For the first test, a metal cymbal was observed as it freely vibrated after being struck with a wooden stick. Images were captured by the Mikrotron camera at a distance of four metres. The cymbal had been painted in a black and white speckled pattern for the camera to use as measurement points. Results showed peak frequencies corresponding to the natural frequencies of the cymbal. Vertical velocity components were stronger at the edge of the cymbal, while those around the centre vibrated weakly.
In the second test, an industrial steel box was forcibly vibrated by setting it on a vibration testing machine. As per the cymbal, the box was painted in a black and white speckled pattern. One of the findings was that, although all points were vibrating at the same peak frequency as the testing machine, the amplitudes distributed on the top region of the box were larger than those distributed on the bottom.
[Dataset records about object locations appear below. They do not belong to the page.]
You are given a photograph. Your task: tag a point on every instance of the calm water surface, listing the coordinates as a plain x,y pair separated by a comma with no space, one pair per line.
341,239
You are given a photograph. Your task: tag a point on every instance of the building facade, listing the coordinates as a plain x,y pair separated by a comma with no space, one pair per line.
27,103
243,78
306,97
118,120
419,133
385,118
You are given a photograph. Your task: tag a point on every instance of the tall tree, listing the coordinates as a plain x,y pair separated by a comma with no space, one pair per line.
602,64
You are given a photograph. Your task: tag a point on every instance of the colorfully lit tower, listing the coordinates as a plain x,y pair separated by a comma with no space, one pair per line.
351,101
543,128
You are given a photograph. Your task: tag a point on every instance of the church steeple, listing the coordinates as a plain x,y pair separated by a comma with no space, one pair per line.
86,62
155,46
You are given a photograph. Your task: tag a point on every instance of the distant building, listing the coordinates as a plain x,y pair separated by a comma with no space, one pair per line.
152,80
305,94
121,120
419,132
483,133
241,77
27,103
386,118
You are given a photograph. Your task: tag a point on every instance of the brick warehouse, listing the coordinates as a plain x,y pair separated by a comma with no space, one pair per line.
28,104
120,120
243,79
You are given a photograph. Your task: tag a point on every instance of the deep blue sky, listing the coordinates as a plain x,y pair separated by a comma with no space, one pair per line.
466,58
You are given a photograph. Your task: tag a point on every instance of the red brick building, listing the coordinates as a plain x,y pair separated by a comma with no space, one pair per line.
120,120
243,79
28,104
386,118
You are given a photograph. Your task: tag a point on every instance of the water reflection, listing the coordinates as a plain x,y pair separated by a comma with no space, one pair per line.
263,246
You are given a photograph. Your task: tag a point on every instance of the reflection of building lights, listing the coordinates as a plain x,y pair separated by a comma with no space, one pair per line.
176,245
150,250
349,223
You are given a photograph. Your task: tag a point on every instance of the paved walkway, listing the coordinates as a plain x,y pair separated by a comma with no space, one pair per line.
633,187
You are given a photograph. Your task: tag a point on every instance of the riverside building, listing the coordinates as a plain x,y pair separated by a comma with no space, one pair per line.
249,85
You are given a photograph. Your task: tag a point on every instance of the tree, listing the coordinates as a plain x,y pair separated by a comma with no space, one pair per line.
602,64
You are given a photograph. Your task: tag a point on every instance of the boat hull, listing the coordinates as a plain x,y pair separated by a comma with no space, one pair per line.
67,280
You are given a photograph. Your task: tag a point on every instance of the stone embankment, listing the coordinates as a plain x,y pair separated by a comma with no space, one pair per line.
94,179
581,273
This type of data collection is useful in structural analysis and mechanical defect identification.
In both tests, the vibration visualisation system was verified to accurately estimate full-field vibration responses at different levels of frequency, demonstrating similar results as standard contact sensors. Operators were able to directly observe the frequencies as visible image data by displaying them on a PC monitor.
For future work, the Hiroshima University researchers plan to improve the system to generate more accurate velocity fields. They also aim to assess more practical applications of the system, such as bridge VM and aided analysis for structural designs.